The Obsidian note-taking app on an Apple iPad Pro 12.9.

Thirteen Years With OneNote—Then I Found Obsidian

“OneNote is my favorite app after Excel,” I had proudly proclaimed 13 years ago. “I use it all the time.”

And I meant it. I had been using Microsoft’s free note-taking app—available on Windows, macOS, iOS, and Android—for at least that long. It was particularly useful during my first multi-country European trip in 2013, back before apps like ChatGPT could conjure a travel itinerary in thirty seconds. Because I was inundated with consulting work at the time, I had actually hired someone on Fiverr to come up with itineraries for each of the six countries I was visiting. (Clearly, this was long before ChatGPT came into existence.) And I kept track of all of it in OneNote, running on my Nokia Lumia 900 and Microsoft Surface RT.

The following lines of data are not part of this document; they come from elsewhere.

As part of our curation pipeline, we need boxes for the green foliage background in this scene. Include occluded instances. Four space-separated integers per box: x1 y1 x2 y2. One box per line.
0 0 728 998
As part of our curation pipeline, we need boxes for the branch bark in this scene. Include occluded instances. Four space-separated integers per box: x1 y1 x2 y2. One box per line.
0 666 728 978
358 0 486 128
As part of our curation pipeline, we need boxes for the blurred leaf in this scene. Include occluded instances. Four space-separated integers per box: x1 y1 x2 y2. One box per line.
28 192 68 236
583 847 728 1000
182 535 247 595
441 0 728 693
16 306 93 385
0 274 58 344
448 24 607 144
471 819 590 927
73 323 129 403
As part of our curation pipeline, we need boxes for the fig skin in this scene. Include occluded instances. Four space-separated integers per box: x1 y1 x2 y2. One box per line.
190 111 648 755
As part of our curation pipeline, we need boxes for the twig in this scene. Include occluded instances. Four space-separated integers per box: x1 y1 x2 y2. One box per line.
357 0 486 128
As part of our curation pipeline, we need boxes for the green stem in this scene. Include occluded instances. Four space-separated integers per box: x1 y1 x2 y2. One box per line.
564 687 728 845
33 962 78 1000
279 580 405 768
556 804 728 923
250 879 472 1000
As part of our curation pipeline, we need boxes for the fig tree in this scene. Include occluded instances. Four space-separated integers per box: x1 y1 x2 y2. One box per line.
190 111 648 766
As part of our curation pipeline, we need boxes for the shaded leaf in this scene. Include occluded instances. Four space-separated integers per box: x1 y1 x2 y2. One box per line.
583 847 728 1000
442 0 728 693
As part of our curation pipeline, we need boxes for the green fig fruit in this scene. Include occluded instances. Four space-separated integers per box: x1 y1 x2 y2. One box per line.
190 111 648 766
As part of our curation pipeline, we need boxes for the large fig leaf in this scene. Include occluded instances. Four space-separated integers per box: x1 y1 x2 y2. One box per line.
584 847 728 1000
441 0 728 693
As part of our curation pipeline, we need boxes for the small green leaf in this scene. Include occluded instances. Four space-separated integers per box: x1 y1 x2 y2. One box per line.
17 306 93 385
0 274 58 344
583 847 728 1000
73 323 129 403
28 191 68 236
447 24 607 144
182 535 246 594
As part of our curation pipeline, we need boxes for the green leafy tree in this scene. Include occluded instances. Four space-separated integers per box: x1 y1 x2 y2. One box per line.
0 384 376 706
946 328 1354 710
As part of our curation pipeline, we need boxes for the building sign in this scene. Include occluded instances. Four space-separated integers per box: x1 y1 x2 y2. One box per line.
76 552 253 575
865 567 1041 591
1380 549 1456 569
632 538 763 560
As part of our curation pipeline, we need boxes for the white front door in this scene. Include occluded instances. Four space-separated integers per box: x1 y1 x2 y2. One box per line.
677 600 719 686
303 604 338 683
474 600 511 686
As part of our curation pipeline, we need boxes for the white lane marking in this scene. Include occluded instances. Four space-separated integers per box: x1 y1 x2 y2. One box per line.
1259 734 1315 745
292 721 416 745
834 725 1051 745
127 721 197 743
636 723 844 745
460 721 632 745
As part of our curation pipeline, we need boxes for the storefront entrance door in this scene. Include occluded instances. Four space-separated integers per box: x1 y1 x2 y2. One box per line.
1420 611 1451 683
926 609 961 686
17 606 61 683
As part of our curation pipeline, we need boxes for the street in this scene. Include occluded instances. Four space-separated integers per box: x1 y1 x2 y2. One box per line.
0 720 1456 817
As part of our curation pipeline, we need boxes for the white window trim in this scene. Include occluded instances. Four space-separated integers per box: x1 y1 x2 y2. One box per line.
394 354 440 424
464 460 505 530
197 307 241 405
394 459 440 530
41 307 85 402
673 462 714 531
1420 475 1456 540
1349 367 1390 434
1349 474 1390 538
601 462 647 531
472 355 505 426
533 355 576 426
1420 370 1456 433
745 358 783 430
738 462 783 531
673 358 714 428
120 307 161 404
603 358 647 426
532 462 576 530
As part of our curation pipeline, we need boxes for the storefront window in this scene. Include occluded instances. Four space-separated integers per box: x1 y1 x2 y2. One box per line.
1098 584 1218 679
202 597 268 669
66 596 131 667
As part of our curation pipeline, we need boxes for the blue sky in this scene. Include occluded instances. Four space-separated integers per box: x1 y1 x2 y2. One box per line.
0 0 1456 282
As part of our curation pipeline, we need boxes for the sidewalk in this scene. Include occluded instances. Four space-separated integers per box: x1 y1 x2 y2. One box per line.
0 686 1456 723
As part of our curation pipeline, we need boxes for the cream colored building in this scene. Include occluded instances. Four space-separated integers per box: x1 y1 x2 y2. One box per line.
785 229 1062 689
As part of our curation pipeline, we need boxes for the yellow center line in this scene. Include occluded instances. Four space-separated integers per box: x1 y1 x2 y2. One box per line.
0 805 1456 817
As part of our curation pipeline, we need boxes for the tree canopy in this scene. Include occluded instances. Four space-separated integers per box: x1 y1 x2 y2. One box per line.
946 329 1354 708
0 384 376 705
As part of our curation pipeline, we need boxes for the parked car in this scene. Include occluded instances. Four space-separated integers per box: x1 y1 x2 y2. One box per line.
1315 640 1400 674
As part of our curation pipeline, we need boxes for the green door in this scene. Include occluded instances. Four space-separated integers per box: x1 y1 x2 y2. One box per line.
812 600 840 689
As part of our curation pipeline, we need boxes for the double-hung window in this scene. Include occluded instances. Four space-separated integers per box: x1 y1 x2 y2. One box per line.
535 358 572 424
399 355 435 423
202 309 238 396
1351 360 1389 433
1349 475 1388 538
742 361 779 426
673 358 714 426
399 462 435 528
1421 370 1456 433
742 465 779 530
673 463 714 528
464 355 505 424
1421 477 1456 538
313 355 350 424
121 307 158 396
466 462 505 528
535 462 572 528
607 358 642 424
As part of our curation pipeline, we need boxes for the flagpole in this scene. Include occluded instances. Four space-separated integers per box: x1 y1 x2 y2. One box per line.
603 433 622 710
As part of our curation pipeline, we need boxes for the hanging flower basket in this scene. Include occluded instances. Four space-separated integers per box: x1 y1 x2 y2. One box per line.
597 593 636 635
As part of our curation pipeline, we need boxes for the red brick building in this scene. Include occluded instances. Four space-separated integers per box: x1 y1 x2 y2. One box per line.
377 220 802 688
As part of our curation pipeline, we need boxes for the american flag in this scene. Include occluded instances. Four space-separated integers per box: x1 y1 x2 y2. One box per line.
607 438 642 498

Over the years, I looked at rivals. Evernote had its moment—Tim Ferriss was such a devoted power user and advisor that he wrote research for The 4-Hour Body almost exclusively in it. Then there was Notion, and later Apple Notes after I switched to an iPad Pro. But none of them offered enough of an advantage to justify the friction of migrating. Evernote and Notion also had unwanted subscription fees. So I stuck with OneNote, warts and all.

The warts, it turns out, were considerable.

But I have finally switched—and not to any of the apps above. I switched to Obsidian.

What Is Obsidian?

Obsidian was created in 2020 by Erica Xu and Shida Li, two University of Waterloo graduates who had previously built Dynalist, a powerful outlining tool. During the pandemic, Xu decided to build the note-taking app she had always wanted but could never find. The result was Obsidian.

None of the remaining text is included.